Her Majesty Queen Elizabeth dropped by New York yesterday for her third official visit to the city as queen (after visiting Canada for nine days — and we only got five hours — what’s up with that?). She spoke at the U.N., went to Ground Zero, and did a memorial service for British citizens killed on 9/11 at Hanover Square in the Financial District. All while wearing literally the least appropriate outfit ever for 100 degree weather, and not breaking a sweat. Is she human?
A quick Google image search for “Queen Elizabeth sweating” yielded plenty of pics of H.M. The Queen, but none of her with that tell-tale glisten.
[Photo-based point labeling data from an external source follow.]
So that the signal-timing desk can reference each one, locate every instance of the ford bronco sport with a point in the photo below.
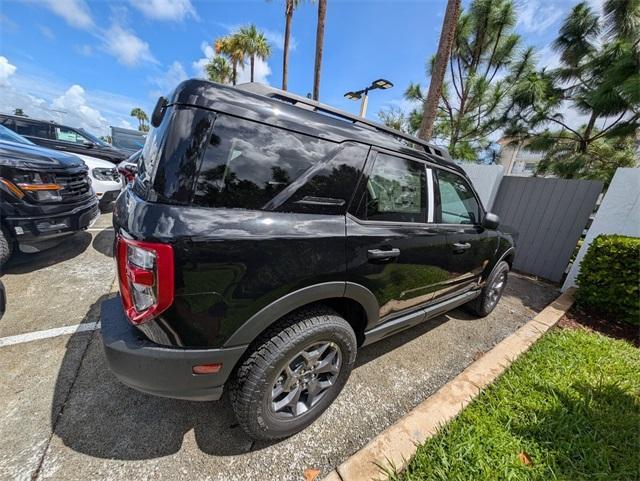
(267, 237)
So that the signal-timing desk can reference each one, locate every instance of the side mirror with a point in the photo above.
(490, 221)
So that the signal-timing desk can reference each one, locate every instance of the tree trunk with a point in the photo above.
(430, 107)
(584, 143)
(287, 34)
(253, 63)
(322, 12)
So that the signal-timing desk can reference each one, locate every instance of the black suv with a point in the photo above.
(60, 137)
(44, 195)
(267, 237)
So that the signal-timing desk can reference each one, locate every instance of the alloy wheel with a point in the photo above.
(305, 379)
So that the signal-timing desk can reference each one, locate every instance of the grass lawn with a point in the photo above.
(569, 409)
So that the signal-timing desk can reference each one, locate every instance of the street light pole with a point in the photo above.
(363, 104)
(364, 94)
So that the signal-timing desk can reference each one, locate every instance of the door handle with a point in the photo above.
(382, 255)
(461, 246)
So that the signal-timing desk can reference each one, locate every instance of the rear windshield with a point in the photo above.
(247, 163)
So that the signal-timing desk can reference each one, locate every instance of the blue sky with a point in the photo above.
(88, 63)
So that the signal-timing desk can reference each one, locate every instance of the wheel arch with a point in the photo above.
(355, 303)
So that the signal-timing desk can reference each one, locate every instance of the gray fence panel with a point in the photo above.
(548, 216)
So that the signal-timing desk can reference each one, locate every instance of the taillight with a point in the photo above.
(145, 272)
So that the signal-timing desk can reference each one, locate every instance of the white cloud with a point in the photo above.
(126, 47)
(173, 10)
(72, 105)
(261, 72)
(199, 65)
(46, 32)
(533, 17)
(169, 80)
(548, 57)
(75, 12)
(44, 97)
(6, 71)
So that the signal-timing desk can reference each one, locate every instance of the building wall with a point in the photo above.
(619, 213)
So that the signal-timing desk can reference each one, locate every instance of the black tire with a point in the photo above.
(489, 298)
(6, 246)
(261, 373)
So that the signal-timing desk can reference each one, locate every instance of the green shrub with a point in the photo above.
(609, 279)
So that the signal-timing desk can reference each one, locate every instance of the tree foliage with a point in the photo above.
(142, 117)
(487, 61)
(219, 70)
(599, 77)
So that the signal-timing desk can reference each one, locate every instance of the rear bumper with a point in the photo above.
(161, 371)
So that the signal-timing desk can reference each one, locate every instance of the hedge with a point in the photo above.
(609, 278)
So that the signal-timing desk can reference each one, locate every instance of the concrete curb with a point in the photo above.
(394, 447)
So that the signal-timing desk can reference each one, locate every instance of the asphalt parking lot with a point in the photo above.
(64, 416)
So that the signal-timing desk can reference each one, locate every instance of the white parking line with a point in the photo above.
(94, 229)
(47, 333)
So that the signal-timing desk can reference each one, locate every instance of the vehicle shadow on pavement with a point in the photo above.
(103, 242)
(99, 416)
(68, 248)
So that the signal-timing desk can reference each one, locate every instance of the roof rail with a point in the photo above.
(293, 99)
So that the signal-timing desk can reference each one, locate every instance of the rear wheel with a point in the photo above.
(293, 374)
(492, 291)
(6, 246)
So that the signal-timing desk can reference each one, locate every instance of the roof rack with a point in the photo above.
(314, 105)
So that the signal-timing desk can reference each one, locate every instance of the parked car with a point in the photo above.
(129, 168)
(267, 237)
(46, 195)
(61, 137)
(127, 140)
(105, 180)
(3, 300)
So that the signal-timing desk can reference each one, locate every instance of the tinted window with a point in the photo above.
(68, 135)
(33, 129)
(396, 190)
(457, 201)
(247, 164)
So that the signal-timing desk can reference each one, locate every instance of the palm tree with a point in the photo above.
(231, 46)
(219, 70)
(322, 13)
(140, 114)
(254, 44)
(289, 7)
(439, 68)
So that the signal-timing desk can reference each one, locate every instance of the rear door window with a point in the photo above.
(458, 204)
(247, 163)
(32, 129)
(396, 190)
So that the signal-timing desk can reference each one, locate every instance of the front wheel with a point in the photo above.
(293, 374)
(492, 291)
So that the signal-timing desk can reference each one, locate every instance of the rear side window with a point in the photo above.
(247, 164)
(396, 190)
(457, 200)
(68, 135)
(32, 129)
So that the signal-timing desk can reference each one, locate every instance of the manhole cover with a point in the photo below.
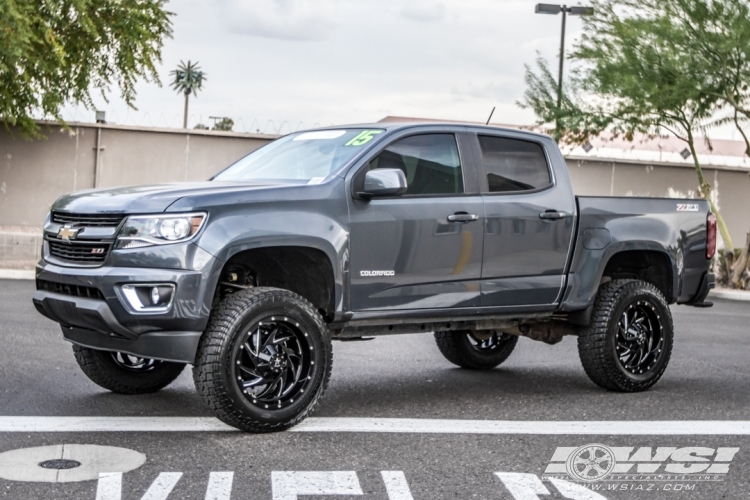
(59, 464)
(66, 463)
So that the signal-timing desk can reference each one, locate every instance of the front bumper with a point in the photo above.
(104, 320)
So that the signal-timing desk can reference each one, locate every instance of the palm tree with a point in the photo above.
(187, 78)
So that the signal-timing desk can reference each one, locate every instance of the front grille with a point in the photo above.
(81, 252)
(88, 220)
(72, 290)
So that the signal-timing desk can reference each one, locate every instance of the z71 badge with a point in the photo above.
(687, 207)
(377, 273)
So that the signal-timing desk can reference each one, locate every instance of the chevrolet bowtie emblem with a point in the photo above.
(67, 233)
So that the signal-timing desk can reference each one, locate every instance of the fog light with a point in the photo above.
(148, 298)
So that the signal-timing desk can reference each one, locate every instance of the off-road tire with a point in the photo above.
(101, 368)
(597, 342)
(457, 348)
(213, 370)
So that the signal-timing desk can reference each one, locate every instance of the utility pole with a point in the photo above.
(553, 9)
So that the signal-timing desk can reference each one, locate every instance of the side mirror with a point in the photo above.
(384, 182)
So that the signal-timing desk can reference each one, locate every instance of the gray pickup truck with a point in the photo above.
(469, 232)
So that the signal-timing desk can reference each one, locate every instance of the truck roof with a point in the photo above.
(392, 126)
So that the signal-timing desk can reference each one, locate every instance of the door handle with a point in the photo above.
(462, 217)
(552, 215)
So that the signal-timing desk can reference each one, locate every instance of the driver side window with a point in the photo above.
(430, 163)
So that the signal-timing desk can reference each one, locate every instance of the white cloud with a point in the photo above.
(299, 20)
(355, 61)
(424, 11)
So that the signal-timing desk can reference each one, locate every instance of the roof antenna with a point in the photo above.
(491, 113)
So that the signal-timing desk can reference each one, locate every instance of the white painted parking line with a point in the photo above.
(109, 486)
(529, 487)
(219, 486)
(396, 485)
(290, 485)
(162, 487)
(388, 425)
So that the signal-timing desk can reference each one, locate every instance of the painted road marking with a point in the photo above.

What is her secret?
The New York Times confirms: “Not a bead of sweat on her face, Elizabeth inched her way past an honor guard.” Paula Berry, of Brooklyn, is quoted as claiming to have even “felt a breeze off her.” We spent most of yesterday replacing the five gallons of fluids lost in sweat, so we’re not sure how she does it. We have a few theories, though.
First of all, it could be that the British royal family are just superhuman, or at least of hardier stock than the rest of us. Take the Queen Mother, for example. She lived to be 101 and consistently kicked ass till the very end. Elizabeth is now 84 and seems pretty damn spry, especially if she’s still out there doing state visits.
Another theory is that she has a special cooling system under her clothes. Elizabeth appeared yesterday in a sort of floral suit getup evocative of lawn tennis and scones. She was also in a pretty large hat, and gloves. Under the hat, she may have had an elaborate, tiny air conditioner (battery-run). Under the suit, advanced heat-wicking technology? In the gloves…a bunch of ice cubes?
Or, as a Briton, Elizabeth could have some kind of resistance to the dreaded Tudor-era “sweating sickness.” “The disease, unlike the plague, was not especially fatal to the poor, but rather, as Caius affirms, attacked the richer sort” — looking at you, royal family! Perhaps they built up defenses against it and kind of overcompensated, thereby not being able to sweat AT ALL, a new plague by which the modern royals are afflicted.
Finally, it could be that world leaders simply don’t sweat, at all. Maybe, in private, they pant, like dogs? Or wallow in mud, like pigs? We may never know.